Une climatisation réversible est une pompe à chaleur air/air : une unité extérieure prend ou rejette des calories, une ou plusieurs unités intérieures soufflent de l'air chaud ou froid. Le même appareil rafraîchit en été et chauffe en demi-saison, avec un rendement bien supérieur à un radiateur électrique.
La question n'est presque jamais « faut-il une clim ? ». C'est « quelle configuration, pour quelles pièces, et où placer l'unité extérieure ? ». Ce sont ces trois réponses qui font le prix.
Monosplit, multisplit ou gainable : comment choisir ?

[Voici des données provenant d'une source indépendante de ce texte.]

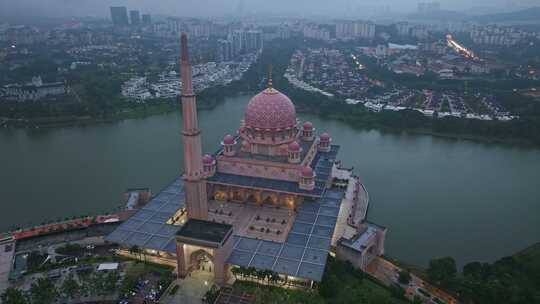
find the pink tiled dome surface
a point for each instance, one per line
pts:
(307, 171)
(270, 109)
(294, 146)
(228, 139)
(207, 159)
(325, 137)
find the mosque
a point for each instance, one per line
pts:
(273, 197)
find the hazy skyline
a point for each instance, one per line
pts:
(198, 8)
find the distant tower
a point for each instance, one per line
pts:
(135, 18)
(195, 184)
(119, 15)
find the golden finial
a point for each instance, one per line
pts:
(270, 76)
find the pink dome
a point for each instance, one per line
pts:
(270, 109)
(325, 137)
(308, 125)
(228, 139)
(307, 171)
(294, 147)
(207, 159)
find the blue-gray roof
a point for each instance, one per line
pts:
(302, 255)
(322, 165)
(305, 251)
(147, 228)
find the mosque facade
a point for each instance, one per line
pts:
(273, 197)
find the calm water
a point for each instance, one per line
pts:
(437, 196)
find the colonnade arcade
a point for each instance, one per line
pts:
(254, 196)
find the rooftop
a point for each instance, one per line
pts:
(322, 165)
(205, 231)
(305, 250)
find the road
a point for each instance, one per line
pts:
(388, 273)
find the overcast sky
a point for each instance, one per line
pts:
(332, 8)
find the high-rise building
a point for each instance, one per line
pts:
(253, 40)
(429, 7)
(224, 50)
(237, 39)
(147, 19)
(119, 15)
(135, 17)
(355, 29)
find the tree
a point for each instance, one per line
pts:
(404, 277)
(13, 296)
(442, 271)
(70, 288)
(43, 292)
(110, 284)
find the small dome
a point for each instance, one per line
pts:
(325, 137)
(207, 159)
(270, 109)
(294, 147)
(228, 139)
(307, 171)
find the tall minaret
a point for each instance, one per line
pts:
(194, 182)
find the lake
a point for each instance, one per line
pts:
(437, 196)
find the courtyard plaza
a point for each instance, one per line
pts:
(259, 222)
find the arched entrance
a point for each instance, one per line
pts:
(202, 260)
(270, 199)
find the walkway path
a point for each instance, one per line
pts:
(192, 288)
(388, 274)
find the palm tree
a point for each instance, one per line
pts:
(13, 296)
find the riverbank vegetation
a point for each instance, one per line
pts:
(341, 284)
(99, 100)
(513, 279)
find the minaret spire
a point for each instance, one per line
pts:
(270, 76)
(194, 183)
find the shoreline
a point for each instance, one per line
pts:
(154, 109)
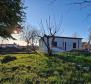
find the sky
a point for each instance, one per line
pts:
(72, 17)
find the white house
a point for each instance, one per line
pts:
(61, 44)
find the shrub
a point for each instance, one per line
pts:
(8, 59)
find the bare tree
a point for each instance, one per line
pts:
(48, 33)
(29, 35)
(89, 39)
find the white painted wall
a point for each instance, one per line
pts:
(60, 45)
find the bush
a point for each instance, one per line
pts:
(8, 59)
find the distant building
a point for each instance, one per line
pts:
(9, 45)
(61, 44)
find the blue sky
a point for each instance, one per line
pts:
(74, 19)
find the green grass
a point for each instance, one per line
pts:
(42, 69)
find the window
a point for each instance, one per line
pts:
(74, 45)
(54, 44)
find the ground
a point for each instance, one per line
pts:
(64, 68)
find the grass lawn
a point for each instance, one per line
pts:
(63, 68)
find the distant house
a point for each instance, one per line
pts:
(61, 44)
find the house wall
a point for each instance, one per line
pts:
(61, 44)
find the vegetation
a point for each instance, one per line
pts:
(11, 15)
(43, 69)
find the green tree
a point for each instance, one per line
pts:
(11, 15)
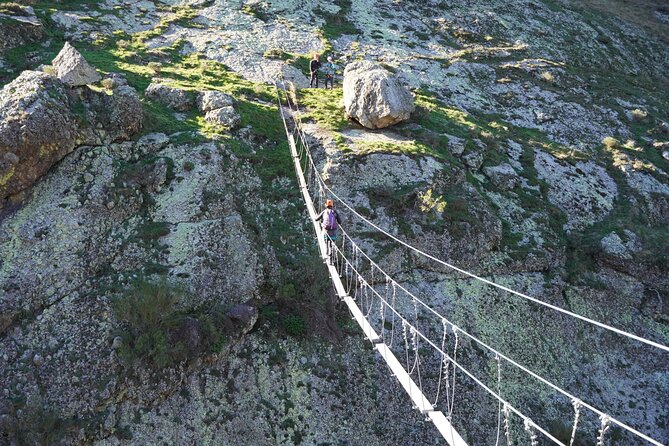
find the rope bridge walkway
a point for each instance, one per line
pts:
(420, 345)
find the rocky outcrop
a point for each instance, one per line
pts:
(59, 119)
(584, 191)
(374, 97)
(172, 97)
(502, 176)
(218, 109)
(116, 116)
(30, 143)
(211, 100)
(18, 26)
(225, 116)
(72, 69)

Le monosplit relie une unité extérieure à une seule unité intérieure. C'est la solution d'une pièce de vie ou d'une chambre sous les toits. Compact, rapide à poser, il coûte de 1 800 à 3 000 € installé.
Le multisplit alimente deux à cinq unités intérieures depuis une seule unité extérieure. Il évite de multiplier les groupes en façade, ce qui compte en copropriété, mais impose des longueurs de liaisons frigorifiques plus importantes. Comptez 5 000 à 8 000 € pour trois pièces.
Le gainable se cache dans les combles ou un faux plafond et distribue l'air par des gaines vers des bouches discrètes. C'est la solution la plus silencieuse et la plus invisible, à condition d'avoir la place. Il se chiffre entre 9 000 et 15 000 € pour une maison, et ne se pose pas en rénovation sans un plénum de 25 à 30 cm.
Ce qui fait varier le prix d'une pose
- La longueur des liaisons entre unité extérieure et unités intérieures : au-delà de cinq mètres, chaque mètre supplémentaire se paie.
- L'emplacement de l'unité extérieure : au sol sur plots, en console murale, ou sur un toit-terrasse avec passage de nacelle.
- Le percement des murs et la reprise d'enduit ou de peinture, rarement chiffrés dans un premier devis.
- L'évacuation des condensats : par gravité quand c'est possible, par pompe de relevage sinon, ce qui ajoute 200 à 400 €.
- Le raccordement électrique dédié depuis le tableau, obligatoire pour un multisplit.
Un devis à 1 500 € pour un monosplit existe, mais il exclut presque toujours l'un de ces postes. Il n'est pas moins cher, il est incomplet.
La puissance : ni trop, ni trop peu
Une clim se dimensionne sur le volume, l'exposition, la surface vitrée et l'isolation, pas sur la surface seule. La règle grossière de 100 W par m² donne un ordre de grandeur pour une pièce correctement isolée, et se trompe dès qu'il y a une baie vitrée plein sud ou des combles non isolés.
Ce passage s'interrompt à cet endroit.